Again, I’ve never been married, but I think that concept is beautiful. I don’t think a co-dependence in the sense of the blind leading the blind is healthy, however, which is what I’m guessing you’re talking about.


What is BTDT?

I sent you a PM regarding it as it was rather long.

Also BTDT is Been there done that

1.5 years together may seem like a lot, but it’s not very long. Don’t leap into anything. When it’s time, both of you will know and feel it. You can’t hurry love. Get to know each other more. If you act in haste you may regret it. If you wait a while and things proceed, there won’t be any regrets.

I’m posting an update for anyone else that finds themselves in a similar situation:

After speaking with my parish priest whom I trust a great deal, I feel a million times better. He told me that my worries were very much psychological, and normal for someone taking the next step in their lives.

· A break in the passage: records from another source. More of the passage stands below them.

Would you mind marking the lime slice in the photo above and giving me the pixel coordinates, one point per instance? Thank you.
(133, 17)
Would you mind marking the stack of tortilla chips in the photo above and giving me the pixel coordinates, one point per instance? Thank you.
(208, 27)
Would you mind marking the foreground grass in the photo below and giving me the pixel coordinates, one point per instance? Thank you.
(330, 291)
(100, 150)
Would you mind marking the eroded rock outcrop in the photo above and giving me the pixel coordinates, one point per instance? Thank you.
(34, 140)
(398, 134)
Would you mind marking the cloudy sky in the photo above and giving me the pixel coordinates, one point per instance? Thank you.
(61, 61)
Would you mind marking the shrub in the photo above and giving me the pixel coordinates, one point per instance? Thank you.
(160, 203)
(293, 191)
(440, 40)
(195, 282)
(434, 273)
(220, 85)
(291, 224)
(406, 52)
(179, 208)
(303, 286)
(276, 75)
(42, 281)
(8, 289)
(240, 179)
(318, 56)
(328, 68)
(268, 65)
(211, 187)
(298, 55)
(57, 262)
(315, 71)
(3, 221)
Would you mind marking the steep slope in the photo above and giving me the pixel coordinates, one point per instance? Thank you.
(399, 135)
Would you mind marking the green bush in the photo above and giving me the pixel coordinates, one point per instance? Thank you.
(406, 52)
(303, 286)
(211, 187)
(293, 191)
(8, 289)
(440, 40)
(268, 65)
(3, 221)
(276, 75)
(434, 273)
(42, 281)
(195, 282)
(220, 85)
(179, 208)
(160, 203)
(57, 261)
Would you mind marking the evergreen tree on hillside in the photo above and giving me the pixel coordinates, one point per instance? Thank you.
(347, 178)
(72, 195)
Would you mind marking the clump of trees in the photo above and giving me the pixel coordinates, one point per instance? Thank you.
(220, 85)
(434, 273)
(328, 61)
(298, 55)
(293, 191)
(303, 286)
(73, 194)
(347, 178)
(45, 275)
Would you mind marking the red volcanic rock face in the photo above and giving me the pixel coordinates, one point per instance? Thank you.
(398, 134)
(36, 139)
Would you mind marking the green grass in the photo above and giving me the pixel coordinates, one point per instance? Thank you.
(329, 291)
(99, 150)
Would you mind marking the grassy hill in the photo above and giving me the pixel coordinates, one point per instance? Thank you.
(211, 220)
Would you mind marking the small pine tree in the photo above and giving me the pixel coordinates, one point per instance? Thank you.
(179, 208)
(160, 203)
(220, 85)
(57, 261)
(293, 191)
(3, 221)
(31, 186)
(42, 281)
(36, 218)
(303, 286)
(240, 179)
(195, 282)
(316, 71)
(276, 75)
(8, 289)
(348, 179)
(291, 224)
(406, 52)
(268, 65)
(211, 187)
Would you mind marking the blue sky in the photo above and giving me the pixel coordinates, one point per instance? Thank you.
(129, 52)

He also said that it is a mark of maturity to not fear burning some bridges of poosibilities. In other words, I felt some guilt about not visiting seminaries and monasteries during my discernment, but never felt a call. The mature man doesn’t dwell on what-ifs, but proceeds with what my priest called a “holy cockiness.” Which is different from arrogance, because it is a trust that God has your back.

Finally, my priest told me that through hearing my story and getting to know my gf and I he believes that I ought to proceed without hesitation. Unless God knocks me off my horse like St.Paul (and I should still be open to that) this is the way to go. He also added that its best not to waste time.

So if I could suggest anything to someone in this situation, it would be to speak with a priest you really trust. No one can tell you how to proceed via a forum. And he will likely tell you to man-up, which is something most men need to hear nowadays anyway.